So the Dalai Lama walks into a pizza shop and says, ‘Can you make me one with everything?’
My favourite bits are the Dalai Lama saying, “theoretically possible”, and the presenter at the end who still doesn’t get the joke: “you should have said make me one with the lot”!
I recently sat in a noisy pub where someone told the joke, “Photons have mass? I didn’t even know they were Catholic.” An intelligent graduate didn’t get the joke, had never heard the word “Mass” used for the Eucharist. It was almost as painful as watching the above clip to witness the attempt to explain the joke.
In the gospels Jesus tells a real carpenter, building-site type joke about a guy with a plank stuck in his eye trying to get a speck of sawdust out of his mate’s eye. [You can visualise the log longer than the guy’s arm making even reaching the other’s eye impossible!]
Jesus tells a few of these rather dark, exaggerated jokes – another well known one of his is about the people who strain to filter a bug out of their drink, but they don’t filter out a camel and end up swallowing the camel.
Many people seem to miss a lot of Jesus’ jokes because they have a very glum picture of what Jesus must have been like.
Religious/spiritual insight is a lot like getting a joke. There’s that moment when you get it. And a lot of people – don’t. And trying to explain religious/spiritual insight is a lot like trying to explain a joke.
source of images: Jesus the Jester (Looking at Jesus)
There are many jokes in the Bible that folks do not get. One of the first concerns Adam And Eve when they discover that they are naked. They make coverings for themselves of fig leaves.
No one in their right mind would do such a thing! Fig leaves are scratchy and make you itch, and if you get the sap on your skin, then you are really in for an unpleasant experience.
LOL!
I love that he gave his team nick names that mocked them- sons of thunder- after they said should we call fire down on the city
Yes, Rob, and calling the fickle Simon, “Rocky” 🙂
As I tweeted a bit earlier ….I’m sure Jesus laughed. He must’ve done when Peter tried to walk on water. It is a comical scene. He may not have LOLed as I said in my tweet. But he must’ve at least been amused.

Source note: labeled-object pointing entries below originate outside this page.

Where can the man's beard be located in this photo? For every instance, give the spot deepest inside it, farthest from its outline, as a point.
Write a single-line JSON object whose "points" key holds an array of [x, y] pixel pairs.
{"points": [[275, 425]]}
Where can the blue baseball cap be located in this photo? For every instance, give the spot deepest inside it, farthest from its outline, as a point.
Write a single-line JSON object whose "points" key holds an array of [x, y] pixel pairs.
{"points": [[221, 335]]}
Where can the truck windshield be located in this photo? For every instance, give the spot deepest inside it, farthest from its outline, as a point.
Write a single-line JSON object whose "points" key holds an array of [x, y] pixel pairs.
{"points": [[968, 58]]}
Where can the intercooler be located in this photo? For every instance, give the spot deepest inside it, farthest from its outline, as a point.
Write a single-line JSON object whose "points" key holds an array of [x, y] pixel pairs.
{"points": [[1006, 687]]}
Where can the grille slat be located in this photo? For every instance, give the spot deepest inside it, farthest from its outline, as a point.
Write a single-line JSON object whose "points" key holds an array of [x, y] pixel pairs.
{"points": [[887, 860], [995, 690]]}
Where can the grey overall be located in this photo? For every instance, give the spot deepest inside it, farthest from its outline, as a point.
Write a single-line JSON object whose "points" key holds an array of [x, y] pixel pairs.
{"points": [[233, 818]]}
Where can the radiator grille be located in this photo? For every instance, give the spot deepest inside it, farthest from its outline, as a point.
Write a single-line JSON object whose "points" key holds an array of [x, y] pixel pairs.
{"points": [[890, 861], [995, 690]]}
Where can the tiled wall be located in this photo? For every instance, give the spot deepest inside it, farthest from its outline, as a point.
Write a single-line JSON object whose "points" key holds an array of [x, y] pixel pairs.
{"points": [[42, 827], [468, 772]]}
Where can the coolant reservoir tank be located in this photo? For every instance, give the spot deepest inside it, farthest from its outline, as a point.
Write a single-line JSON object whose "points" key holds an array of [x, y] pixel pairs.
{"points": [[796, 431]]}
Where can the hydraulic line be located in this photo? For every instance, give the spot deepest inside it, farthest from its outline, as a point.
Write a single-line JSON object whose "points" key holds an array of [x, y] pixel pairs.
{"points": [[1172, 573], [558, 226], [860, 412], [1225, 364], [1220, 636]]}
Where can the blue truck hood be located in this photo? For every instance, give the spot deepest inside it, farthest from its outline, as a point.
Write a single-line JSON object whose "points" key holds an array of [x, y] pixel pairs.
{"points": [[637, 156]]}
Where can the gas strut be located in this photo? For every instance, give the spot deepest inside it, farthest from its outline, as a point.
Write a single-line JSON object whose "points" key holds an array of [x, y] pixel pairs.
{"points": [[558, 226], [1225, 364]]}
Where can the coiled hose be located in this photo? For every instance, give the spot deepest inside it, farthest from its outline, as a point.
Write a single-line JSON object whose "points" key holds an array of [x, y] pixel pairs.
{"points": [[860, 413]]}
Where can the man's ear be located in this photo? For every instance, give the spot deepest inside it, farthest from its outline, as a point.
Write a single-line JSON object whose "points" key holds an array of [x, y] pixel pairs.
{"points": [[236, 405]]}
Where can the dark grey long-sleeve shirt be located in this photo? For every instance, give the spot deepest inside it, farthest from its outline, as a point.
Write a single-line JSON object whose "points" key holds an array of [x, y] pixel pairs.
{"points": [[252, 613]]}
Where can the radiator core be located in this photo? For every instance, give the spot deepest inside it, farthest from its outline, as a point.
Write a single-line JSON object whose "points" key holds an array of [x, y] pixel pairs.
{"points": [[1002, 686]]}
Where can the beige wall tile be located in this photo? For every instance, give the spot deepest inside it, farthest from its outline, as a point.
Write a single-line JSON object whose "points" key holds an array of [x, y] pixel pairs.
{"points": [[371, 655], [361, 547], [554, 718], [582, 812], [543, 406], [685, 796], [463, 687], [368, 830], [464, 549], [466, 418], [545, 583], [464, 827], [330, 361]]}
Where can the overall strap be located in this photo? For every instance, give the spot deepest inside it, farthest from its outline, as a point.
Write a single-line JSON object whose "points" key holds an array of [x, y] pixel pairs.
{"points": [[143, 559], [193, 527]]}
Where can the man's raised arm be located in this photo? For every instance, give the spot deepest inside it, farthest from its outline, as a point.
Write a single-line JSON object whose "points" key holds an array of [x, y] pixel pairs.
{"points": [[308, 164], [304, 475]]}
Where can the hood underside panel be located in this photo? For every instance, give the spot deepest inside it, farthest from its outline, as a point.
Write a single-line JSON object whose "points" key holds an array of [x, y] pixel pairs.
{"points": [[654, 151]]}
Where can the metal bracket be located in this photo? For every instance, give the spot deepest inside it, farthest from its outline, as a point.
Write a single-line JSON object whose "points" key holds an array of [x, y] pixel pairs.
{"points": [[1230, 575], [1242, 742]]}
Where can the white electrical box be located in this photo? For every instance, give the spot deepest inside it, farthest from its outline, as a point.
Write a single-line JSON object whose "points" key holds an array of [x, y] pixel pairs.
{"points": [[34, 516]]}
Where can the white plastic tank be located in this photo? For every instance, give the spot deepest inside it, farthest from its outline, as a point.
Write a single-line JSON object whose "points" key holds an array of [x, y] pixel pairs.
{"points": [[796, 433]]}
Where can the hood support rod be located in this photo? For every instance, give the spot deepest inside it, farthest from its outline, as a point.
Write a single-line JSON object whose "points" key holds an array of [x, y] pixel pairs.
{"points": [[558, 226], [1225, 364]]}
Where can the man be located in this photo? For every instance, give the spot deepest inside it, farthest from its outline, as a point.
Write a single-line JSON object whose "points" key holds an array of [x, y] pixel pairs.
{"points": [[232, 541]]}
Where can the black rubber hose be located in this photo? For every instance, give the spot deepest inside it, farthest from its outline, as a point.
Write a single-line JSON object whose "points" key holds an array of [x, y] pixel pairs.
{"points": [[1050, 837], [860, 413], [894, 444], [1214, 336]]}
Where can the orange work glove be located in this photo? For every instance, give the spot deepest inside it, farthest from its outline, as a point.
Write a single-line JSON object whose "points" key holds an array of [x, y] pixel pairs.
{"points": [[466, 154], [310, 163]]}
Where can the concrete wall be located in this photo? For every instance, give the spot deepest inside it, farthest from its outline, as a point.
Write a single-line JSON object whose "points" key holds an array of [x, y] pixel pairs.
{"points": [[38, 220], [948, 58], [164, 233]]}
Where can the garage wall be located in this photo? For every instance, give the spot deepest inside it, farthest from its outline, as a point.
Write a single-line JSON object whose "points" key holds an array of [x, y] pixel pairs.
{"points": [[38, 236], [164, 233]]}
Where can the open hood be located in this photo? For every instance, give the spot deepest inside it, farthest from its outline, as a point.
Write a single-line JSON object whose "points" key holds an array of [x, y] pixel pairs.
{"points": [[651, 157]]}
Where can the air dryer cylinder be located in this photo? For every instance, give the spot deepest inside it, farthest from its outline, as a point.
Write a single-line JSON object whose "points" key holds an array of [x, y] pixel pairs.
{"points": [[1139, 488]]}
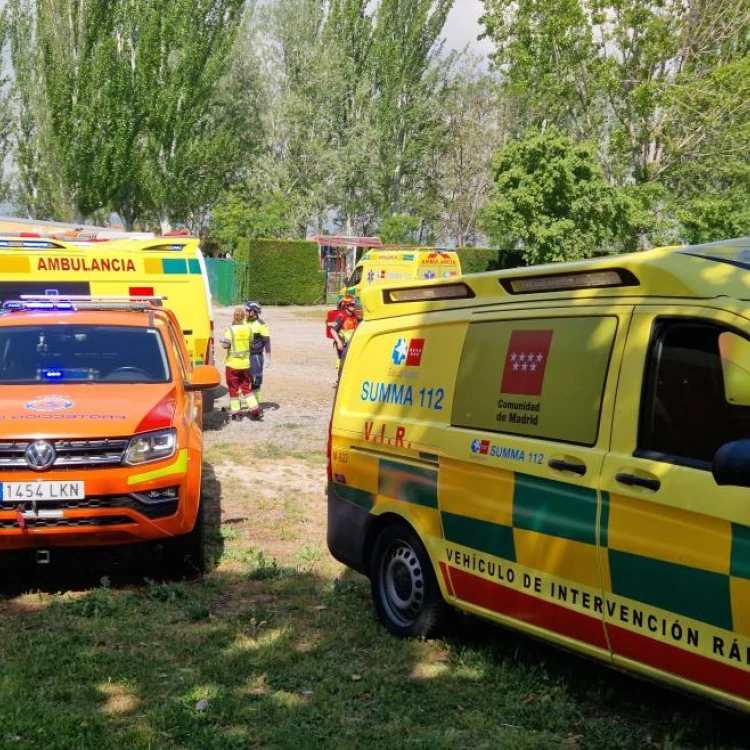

Bosco, have you ever read/heard any of the Nasrudin tales? Some are really clever. The one about looking for your keys in the gutter under the street light — not because you lost them there, but because there is light there — is very well known. I was surprised to find that this well known joke is a Nasrudin tale. (see ‘The Ring’ ). One of my favorites is ‘Hospitable Nasrudin’. If I am not mistaken, according to something I once read on the subject, these tales are meant to invoke a kind of spiritual or conceptual flexibility … rather like a zen koan.
Here is a link to a page of these tales:
http://www.rodneyohebsion.com/mulla-nasrudin.htm
Yes, I think Jesus at the very least was adept in his use of irony. For example: his exhortation to those without sin to cast the first stone is a rather ironic response to the situation. And when he gave his answer about rendering to Caesar what is Caesar’s … to me that is a clever/ironic response. I would say that this conceptual looseness or flexibility is a hallmark of Jesus’ thinking. Perhaps his humor was more pronounced in some situations, but it was left out by those who wrote down the Gospels?
😉
Great topic for discussion.
Thanks, Davanna. Yes, I know of the Nasrudin tales, especially the one you mention – and alluded to it in a thread recently where something IMO wasn’t the solution for the particular problem. Thanks for the link. Blessings.
The thing that tickles me is Brother David’s reply!! You’ve ACTUALLY tried wearing a fig leaf!!! ROTFL….!!
John, I grew up in an agricultural village cooperative. I have hand picked figs!
I hadn’t seen these stories as jokes. Wonderful! I have a whole new life in front of me.
Wonderful, Br Graham-Michoel! I think the model of joke re spiritual insight very helpful. And the model of Jesus as Jester, similarly (cf Godspell etc). Blessings.